The shepherd who went looking for lost sheep. There was the woman looking for the coin. There was the Father whose son turned around. There was the rich man who had the steward. There’s no God in this. Nobody representing God. There’s no relationship here between the Pharisees, the rich man and God. That’s important. Jesus make a big point. So this guy’s faith is just entirely on Abraham. Oh, we’re all about Abraham, just like the Pharisees were very much. And we end with kind of where we began when we introduced this, jesus said, the Richmond said, please send Lazarus to go warn my family. And how does Abraham respond if they do not hear Moses and the prophets needed, will they be persuaded? The one rise from the dead? And Jesus referring back to earlier where he was talking about the law, and he said that the law and prophets were until John. Since that time, the kingdom of God has been preached and everyone is pressing into it. Jesus will talk about the law. You guys have what you guys need to know and you’re rejecting it. You’re rejecting your God.
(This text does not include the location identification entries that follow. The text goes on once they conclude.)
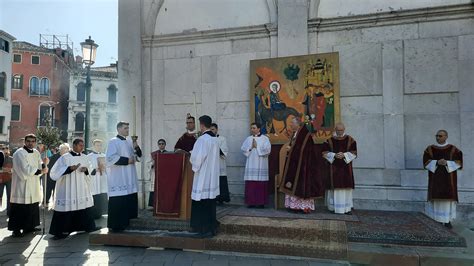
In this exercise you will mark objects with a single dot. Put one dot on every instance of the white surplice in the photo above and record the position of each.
(443, 211)
(205, 161)
(121, 179)
(98, 181)
(72, 191)
(25, 188)
(339, 200)
(256, 167)
(225, 151)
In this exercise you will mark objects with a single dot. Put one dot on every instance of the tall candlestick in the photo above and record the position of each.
(196, 120)
(134, 133)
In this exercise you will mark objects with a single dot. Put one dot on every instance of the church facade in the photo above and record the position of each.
(406, 70)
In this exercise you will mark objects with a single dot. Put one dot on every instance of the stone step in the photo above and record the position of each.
(226, 243)
(153, 224)
(305, 247)
(293, 229)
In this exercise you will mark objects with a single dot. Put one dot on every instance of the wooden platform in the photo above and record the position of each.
(304, 238)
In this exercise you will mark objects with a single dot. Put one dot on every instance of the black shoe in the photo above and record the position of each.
(32, 230)
(59, 237)
(204, 235)
(292, 211)
(97, 228)
(17, 233)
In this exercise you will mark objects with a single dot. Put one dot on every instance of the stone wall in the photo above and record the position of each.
(404, 74)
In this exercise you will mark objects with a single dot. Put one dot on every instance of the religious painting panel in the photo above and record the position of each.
(306, 87)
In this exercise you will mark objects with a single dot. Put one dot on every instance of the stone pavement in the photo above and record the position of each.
(75, 250)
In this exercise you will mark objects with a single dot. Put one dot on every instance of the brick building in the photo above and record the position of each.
(5, 84)
(40, 88)
(104, 108)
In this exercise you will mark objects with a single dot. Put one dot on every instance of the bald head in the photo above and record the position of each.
(340, 128)
(295, 123)
(441, 136)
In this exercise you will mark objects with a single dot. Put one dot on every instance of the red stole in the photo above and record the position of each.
(304, 168)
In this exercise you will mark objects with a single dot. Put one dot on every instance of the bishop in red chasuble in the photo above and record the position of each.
(340, 150)
(303, 173)
(442, 160)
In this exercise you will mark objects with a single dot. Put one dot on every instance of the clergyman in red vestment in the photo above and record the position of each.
(340, 150)
(187, 140)
(302, 181)
(442, 160)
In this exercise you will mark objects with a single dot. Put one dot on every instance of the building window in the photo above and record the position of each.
(81, 92)
(17, 82)
(44, 87)
(16, 112)
(112, 90)
(95, 123)
(79, 126)
(4, 45)
(111, 122)
(35, 59)
(17, 58)
(3, 84)
(2, 121)
(34, 86)
(46, 113)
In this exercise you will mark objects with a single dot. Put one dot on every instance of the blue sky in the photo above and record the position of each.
(27, 19)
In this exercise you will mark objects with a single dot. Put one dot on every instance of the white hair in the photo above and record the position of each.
(63, 148)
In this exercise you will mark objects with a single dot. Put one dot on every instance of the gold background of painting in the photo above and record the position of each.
(292, 93)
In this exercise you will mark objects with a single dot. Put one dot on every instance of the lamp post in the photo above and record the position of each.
(89, 49)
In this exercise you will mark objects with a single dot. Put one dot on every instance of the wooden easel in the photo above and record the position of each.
(279, 196)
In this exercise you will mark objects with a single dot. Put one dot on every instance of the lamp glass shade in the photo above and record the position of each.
(89, 49)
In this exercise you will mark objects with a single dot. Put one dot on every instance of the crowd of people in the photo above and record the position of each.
(84, 187)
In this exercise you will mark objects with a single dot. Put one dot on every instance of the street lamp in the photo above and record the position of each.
(89, 49)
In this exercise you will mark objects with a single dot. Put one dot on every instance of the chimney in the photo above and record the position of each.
(58, 52)
(78, 61)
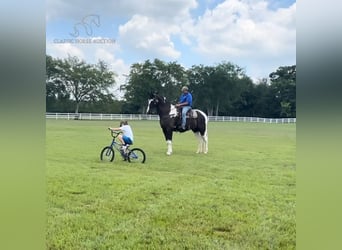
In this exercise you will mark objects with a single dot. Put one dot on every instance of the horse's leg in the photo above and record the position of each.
(199, 147)
(168, 138)
(204, 143)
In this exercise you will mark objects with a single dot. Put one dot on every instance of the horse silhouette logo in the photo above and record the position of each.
(86, 24)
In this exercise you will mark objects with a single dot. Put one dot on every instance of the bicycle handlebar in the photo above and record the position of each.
(114, 133)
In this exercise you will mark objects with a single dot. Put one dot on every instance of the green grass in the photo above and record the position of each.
(241, 195)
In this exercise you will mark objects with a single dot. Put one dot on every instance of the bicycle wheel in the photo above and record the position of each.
(136, 155)
(107, 154)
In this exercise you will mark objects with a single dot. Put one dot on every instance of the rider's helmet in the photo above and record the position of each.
(123, 123)
(185, 88)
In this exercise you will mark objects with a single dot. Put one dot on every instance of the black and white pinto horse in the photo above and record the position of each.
(170, 120)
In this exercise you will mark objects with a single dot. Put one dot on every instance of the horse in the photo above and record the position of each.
(170, 120)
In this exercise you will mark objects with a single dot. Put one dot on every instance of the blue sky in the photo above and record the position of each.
(257, 35)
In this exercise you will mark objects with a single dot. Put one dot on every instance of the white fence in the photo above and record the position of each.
(95, 116)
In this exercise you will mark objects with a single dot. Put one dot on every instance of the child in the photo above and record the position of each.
(126, 138)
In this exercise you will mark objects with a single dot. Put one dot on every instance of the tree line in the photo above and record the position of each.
(73, 85)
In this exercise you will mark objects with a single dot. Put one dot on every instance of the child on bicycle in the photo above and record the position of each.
(126, 138)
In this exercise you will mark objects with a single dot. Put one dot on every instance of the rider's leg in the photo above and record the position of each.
(184, 110)
(121, 139)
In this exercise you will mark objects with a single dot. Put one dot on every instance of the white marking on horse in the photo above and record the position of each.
(148, 105)
(173, 111)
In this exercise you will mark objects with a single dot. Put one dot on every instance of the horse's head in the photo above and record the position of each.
(152, 102)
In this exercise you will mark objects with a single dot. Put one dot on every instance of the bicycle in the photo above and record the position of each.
(134, 155)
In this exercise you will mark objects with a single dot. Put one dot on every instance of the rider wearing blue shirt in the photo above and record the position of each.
(185, 102)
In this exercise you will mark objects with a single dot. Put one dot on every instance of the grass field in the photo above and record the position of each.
(241, 195)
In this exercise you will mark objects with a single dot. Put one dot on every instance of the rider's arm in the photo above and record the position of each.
(115, 129)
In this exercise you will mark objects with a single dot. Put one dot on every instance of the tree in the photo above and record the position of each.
(283, 83)
(81, 81)
(147, 77)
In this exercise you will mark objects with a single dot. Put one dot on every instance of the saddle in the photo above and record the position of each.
(191, 114)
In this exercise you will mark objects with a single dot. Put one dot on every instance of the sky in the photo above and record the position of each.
(256, 35)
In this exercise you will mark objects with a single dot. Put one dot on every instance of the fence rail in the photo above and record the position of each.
(96, 116)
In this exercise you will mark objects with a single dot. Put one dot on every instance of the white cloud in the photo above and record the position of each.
(246, 29)
(148, 37)
(153, 8)
(249, 33)
(63, 50)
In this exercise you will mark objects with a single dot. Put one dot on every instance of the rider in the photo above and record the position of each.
(126, 138)
(185, 102)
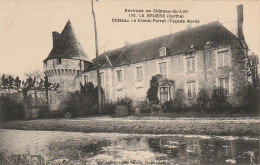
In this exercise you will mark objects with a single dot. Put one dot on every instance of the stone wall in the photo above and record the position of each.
(206, 75)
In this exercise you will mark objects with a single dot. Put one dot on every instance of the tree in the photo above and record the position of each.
(83, 102)
(98, 72)
(10, 84)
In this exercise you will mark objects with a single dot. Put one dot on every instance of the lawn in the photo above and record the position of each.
(236, 126)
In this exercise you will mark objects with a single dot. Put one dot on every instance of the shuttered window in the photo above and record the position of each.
(223, 59)
(224, 83)
(191, 64)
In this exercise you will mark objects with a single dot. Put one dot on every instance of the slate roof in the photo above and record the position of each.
(176, 44)
(66, 45)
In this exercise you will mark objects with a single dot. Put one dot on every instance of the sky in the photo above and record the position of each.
(26, 26)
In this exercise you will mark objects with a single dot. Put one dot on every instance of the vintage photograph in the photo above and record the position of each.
(129, 82)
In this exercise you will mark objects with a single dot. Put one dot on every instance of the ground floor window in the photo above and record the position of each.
(191, 89)
(164, 94)
(224, 83)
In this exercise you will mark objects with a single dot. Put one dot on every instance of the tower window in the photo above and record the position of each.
(162, 51)
(119, 76)
(162, 68)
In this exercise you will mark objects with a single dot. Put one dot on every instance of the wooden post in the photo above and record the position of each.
(98, 72)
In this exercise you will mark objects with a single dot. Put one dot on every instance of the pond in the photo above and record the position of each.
(109, 148)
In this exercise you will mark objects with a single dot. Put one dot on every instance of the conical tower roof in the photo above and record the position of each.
(66, 45)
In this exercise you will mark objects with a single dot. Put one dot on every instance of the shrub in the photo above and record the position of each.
(179, 101)
(219, 100)
(202, 100)
(109, 108)
(83, 102)
(11, 109)
(143, 107)
(156, 108)
(127, 102)
(122, 110)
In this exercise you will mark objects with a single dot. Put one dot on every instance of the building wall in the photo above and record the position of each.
(206, 75)
(67, 75)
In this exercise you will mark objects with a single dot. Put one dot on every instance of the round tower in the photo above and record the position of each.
(64, 65)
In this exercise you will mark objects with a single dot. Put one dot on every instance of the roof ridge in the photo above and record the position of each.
(181, 31)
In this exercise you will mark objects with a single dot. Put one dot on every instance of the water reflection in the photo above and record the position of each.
(134, 149)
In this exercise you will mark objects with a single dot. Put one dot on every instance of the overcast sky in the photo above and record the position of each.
(26, 26)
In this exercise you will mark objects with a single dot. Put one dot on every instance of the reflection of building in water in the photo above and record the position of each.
(193, 146)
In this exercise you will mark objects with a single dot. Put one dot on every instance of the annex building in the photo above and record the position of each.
(201, 57)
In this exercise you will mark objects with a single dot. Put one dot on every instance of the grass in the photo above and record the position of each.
(146, 125)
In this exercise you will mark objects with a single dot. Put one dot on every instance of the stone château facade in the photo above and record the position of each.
(201, 57)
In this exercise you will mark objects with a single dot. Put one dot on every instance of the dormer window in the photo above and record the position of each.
(162, 51)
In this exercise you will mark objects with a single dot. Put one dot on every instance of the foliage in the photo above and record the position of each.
(126, 101)
(219, 99)
(253, 69)
(9, 85)
(156, 108)
(83, 102)
(109, 108)
(11, 109)
(179, 101)
(152, 93)
(202, 100)
(251, 95)
(168, 106)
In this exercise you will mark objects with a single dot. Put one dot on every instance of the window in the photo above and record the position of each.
(208, 59)
(102, 77)
(86, 79)
(139, 73)
(224, 83)
(222, 59)
(162, 68)
(162, 51)
(119, 75)
(120, 93)
(58, 61)
(191, 64)
(191, 88)
(140, 94)
(163, 94)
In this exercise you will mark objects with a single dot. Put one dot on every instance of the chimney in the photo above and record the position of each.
(240, 20)
(127, 43)
(55, 37)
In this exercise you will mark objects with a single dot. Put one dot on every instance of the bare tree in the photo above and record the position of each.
(98, 72)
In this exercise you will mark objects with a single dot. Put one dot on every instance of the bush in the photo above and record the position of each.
(202, 100)
(179, 101)
(127, 102)
(83, 102)
(143, 107)
(122, 110)
(219, 100)
(109, 108)
(156, 108)
(11, 109)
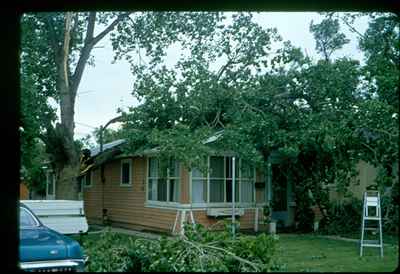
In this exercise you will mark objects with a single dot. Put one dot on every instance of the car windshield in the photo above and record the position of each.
(26, 219)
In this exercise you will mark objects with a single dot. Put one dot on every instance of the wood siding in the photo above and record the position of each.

You don’t have a relationship with Him.

Speaker 2

Jesus is talking about the Pharisees here. This whole parable, it is a parable is talk about the Pharisees using a story. The pharisees would have known. Maybe they would have contributed to his writing and this would have resonated with him because Jesus took the story and turned it backwards on them. Jesus is not trying to give his doctrine at all about what is hell like, what is death like. He’s trying to show like, you guys don’t have a relationship with God. You need to get your act together because there’s going to be eternal ramifications from it. And it is interesting, though, that Jesus used Lazarus and later on goes and resurrects a real Lazarus. So Jesus was sort of setting the stage for that to happen. But this is still a parable.